Finally, the code above is cleaning the data, but not overwriting the original fl_accidents object—instead, it’s printing out the result, but not saving it for you to use later. To use the cleaned data, you’ll need to overwrite the original R object. You can do that in two ways. First, you can use the gets arrow to assign the output to the same R object name:

fl_accidents <- fl_accidents %>% 
  rename_all(.funs = str_to_lower) %>% 
  select(state, county, day, month, year, latitude, longitud, fatals) %>% 
  filter(state == 12) %>% 
  mutate(county = str_pad(county, width = 3, pad = "0")) %>% 
  unite(col = fips, c(state, county), sep = "") %>% 
  unite(col = date, c(month, day, year), sep = "-") %>% 
  mutate(date = mdy(date)) %>% 
  filter(date >= mdy("9-7-2017") & date <= mdy("9-13-2017"))

If you want to be even more compact, you can use something called the compound pipe operator (%<>%). This inputs an R object and then, when it’s done running all the code, overwrites that R object with the output. You can think of it as combining the <- and %>% operators.
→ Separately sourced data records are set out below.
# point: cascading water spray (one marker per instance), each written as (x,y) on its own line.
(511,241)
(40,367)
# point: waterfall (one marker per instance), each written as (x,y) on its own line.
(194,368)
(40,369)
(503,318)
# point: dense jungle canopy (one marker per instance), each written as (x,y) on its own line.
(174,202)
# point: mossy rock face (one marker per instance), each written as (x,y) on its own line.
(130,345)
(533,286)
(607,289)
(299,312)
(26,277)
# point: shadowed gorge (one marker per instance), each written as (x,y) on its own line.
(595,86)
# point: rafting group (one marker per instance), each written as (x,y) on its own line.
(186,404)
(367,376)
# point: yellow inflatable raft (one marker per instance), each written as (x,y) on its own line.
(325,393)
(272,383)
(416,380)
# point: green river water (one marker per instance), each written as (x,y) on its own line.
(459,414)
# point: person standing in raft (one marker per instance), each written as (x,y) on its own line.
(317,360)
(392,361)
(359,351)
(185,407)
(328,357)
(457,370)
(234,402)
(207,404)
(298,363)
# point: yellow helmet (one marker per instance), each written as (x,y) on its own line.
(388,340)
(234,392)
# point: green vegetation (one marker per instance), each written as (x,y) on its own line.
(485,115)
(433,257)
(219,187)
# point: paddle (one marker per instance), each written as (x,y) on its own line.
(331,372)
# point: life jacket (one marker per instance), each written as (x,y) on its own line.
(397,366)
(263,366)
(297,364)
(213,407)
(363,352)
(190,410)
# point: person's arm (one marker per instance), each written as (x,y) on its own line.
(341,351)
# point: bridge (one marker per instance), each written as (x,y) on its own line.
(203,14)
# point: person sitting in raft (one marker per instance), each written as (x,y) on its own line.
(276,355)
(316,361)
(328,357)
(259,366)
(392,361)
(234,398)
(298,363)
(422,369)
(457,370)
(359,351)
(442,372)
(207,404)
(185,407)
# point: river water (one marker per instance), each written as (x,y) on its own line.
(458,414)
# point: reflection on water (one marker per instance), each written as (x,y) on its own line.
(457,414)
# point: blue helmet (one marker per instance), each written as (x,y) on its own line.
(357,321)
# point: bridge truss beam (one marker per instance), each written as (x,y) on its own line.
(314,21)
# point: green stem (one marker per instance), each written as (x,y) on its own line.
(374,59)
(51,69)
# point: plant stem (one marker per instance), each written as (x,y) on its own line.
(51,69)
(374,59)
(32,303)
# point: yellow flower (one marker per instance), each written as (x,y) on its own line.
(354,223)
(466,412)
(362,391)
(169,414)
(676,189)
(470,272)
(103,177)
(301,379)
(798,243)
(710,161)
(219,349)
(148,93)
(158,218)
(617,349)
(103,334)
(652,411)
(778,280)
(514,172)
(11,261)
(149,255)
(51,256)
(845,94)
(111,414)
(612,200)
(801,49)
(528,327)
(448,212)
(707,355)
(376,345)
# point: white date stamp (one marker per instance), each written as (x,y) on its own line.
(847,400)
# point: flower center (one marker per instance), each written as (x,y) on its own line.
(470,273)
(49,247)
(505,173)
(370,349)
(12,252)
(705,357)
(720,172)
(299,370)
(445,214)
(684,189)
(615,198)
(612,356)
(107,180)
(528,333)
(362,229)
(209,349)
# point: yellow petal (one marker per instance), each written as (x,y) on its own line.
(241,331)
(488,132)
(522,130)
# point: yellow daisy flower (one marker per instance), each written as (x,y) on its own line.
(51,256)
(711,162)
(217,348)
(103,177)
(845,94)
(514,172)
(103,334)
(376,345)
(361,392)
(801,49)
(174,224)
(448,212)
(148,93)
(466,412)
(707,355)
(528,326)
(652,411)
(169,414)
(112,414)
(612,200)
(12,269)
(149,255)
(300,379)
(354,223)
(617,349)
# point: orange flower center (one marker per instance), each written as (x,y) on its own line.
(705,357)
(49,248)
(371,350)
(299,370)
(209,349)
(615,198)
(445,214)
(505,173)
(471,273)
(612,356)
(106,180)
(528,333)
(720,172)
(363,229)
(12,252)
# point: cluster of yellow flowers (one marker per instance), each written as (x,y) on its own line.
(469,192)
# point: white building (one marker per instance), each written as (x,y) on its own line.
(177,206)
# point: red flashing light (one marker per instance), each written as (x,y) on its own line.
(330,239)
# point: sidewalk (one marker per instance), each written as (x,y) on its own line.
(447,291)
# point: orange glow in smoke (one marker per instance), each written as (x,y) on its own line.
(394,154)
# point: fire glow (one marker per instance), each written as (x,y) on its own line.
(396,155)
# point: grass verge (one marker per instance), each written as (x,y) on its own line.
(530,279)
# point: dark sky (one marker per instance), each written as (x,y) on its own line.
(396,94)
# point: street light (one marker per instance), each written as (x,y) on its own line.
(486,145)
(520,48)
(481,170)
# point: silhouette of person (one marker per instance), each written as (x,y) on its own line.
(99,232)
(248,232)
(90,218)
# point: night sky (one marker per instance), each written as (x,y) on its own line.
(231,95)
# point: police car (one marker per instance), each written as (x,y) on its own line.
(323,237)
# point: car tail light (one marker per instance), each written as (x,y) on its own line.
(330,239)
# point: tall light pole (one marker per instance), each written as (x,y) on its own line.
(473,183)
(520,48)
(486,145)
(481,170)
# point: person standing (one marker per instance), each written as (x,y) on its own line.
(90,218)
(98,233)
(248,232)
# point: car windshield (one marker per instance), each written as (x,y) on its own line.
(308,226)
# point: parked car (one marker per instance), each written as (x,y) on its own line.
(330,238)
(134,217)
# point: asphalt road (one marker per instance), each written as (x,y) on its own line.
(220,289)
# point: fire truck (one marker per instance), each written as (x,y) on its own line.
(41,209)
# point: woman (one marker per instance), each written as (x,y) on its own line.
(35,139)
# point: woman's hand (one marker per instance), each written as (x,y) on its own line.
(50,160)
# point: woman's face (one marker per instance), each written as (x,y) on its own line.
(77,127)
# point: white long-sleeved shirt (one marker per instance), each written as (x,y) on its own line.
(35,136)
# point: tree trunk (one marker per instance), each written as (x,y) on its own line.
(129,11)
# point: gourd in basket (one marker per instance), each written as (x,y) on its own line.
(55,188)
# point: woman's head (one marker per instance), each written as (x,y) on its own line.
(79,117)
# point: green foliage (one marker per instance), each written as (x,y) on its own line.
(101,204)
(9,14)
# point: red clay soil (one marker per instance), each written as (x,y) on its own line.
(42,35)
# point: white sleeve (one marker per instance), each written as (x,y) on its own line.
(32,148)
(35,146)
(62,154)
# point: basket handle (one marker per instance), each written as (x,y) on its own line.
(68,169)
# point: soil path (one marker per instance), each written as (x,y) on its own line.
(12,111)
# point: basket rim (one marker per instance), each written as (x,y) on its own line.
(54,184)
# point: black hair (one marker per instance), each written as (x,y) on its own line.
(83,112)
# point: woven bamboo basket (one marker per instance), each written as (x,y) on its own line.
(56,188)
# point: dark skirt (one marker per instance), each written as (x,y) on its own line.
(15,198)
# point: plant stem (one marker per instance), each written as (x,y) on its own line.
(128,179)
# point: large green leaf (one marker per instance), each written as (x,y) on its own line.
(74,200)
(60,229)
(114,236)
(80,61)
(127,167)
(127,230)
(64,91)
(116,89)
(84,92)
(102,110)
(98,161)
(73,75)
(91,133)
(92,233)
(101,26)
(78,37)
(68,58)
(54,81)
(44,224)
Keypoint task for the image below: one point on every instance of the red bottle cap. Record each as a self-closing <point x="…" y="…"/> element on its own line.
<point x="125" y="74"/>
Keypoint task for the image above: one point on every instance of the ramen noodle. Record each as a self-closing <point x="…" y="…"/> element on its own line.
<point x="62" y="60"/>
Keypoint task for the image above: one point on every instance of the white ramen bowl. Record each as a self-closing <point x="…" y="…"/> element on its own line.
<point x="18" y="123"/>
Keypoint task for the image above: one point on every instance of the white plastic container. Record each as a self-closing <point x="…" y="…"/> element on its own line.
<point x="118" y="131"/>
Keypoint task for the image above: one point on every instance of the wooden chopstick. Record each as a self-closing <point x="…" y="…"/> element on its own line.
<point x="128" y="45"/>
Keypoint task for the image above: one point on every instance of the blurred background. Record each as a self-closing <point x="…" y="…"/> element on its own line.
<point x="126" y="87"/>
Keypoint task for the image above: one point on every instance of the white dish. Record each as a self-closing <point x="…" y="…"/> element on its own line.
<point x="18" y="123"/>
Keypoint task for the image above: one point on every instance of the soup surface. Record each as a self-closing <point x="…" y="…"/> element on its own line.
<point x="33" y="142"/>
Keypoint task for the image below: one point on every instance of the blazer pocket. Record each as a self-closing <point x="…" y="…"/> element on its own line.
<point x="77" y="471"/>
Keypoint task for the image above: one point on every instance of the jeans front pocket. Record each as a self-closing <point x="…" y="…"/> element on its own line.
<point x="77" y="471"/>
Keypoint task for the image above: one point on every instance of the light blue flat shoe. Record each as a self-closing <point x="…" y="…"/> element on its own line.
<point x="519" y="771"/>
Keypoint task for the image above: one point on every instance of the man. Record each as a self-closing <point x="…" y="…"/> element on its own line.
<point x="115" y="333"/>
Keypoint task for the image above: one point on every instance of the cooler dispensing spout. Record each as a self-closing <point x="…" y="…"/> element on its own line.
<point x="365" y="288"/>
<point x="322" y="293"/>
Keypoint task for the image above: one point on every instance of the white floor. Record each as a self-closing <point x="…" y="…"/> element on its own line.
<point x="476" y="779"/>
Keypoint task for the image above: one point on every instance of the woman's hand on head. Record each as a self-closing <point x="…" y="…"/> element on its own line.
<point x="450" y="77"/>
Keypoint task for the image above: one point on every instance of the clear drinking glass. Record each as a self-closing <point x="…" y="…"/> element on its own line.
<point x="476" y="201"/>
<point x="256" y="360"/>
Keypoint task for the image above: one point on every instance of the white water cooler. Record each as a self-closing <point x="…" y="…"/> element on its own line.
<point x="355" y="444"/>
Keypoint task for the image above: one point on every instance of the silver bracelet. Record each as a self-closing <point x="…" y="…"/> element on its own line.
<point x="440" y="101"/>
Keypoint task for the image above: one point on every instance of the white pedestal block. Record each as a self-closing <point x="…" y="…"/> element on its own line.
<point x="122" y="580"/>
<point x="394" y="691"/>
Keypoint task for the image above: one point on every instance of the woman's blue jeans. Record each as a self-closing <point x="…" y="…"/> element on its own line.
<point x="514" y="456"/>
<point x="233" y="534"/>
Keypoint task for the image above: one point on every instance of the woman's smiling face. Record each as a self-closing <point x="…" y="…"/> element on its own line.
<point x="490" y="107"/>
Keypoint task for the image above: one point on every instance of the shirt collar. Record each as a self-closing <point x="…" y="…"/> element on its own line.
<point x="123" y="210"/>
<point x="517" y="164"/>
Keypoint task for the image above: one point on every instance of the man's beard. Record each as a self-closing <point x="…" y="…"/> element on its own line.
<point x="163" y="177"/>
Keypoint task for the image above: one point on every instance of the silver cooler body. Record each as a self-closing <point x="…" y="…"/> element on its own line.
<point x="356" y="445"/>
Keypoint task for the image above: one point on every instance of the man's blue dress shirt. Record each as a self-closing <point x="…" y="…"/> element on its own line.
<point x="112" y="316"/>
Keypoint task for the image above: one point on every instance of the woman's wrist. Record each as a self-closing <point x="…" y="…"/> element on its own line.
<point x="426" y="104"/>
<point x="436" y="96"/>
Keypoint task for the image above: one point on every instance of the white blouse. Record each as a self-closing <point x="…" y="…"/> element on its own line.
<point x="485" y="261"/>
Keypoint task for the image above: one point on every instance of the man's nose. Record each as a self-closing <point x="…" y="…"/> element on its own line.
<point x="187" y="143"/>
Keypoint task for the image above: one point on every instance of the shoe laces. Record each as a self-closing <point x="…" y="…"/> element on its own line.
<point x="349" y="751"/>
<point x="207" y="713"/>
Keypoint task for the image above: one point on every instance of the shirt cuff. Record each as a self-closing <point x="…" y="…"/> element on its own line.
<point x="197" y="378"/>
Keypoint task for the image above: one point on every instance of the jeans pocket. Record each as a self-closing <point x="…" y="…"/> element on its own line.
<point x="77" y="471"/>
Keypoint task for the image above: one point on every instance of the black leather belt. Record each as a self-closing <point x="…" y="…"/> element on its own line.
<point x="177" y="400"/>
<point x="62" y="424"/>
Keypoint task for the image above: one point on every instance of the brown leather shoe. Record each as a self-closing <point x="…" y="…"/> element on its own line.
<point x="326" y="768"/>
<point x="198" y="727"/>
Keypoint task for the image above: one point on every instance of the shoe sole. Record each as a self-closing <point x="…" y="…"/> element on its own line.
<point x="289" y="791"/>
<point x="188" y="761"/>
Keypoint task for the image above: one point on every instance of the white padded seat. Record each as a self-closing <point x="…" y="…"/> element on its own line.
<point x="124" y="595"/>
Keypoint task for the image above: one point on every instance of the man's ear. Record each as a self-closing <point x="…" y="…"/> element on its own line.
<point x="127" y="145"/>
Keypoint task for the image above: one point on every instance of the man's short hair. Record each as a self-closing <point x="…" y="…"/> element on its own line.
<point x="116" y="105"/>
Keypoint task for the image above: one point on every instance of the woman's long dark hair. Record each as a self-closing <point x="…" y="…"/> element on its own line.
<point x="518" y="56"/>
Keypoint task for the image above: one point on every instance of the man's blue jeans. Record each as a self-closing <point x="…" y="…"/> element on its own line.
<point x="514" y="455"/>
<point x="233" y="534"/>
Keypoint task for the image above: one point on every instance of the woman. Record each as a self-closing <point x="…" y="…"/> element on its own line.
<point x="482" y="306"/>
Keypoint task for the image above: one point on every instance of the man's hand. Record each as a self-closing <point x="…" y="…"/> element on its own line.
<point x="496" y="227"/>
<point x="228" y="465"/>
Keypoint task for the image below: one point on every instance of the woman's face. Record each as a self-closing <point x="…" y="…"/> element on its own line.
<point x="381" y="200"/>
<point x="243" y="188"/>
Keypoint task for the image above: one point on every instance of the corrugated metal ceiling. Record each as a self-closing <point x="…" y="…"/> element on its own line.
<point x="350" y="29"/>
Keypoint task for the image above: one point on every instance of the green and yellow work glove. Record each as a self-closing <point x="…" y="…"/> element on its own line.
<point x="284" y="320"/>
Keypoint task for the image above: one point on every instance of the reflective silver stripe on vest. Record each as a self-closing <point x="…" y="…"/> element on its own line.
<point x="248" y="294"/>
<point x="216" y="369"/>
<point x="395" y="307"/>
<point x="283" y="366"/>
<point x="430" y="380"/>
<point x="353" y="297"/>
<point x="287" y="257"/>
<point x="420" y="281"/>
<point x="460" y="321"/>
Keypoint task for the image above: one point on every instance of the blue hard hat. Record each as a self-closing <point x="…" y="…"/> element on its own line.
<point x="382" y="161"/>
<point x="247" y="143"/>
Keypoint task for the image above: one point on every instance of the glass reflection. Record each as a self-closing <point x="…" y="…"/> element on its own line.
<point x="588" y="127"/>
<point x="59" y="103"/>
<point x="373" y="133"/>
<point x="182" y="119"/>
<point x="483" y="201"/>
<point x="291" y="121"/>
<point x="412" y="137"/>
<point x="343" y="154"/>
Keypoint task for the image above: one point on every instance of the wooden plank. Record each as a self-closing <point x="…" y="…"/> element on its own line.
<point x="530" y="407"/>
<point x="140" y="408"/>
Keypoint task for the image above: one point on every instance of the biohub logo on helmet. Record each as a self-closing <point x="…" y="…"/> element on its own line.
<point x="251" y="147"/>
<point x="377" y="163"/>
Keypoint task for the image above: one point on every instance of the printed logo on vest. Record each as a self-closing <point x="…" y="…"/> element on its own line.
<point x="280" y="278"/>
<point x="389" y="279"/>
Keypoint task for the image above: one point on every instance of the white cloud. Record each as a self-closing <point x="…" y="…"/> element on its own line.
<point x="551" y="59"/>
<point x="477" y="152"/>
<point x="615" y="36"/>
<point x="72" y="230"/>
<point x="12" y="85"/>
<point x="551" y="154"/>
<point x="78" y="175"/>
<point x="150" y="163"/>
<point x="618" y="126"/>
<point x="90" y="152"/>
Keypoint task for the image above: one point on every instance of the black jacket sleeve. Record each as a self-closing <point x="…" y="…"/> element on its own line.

Here’s how you would use it to save the cleaned version of the data to the fl_accidents object name:

fl_accidents %<>% 
  rename_all(.funs = str_to_lower) %>% 
  select(state, county, day, month, year, latitude, longitud, fatals) %>% 
  filter(state == 12) %>% 
  mutate(county = str_pad(county, width = 3, pad = "0")) %>% 
  unite(col = fips, c(state, county), sep = "") %>% 
  unite(col = date, c(month, day, year), sep = "-") %>% 
  mutate(date = mdy(date)) %>% 
  filter(date >= mdy("9-7-2017") & date <= mdy("9-13-2017"))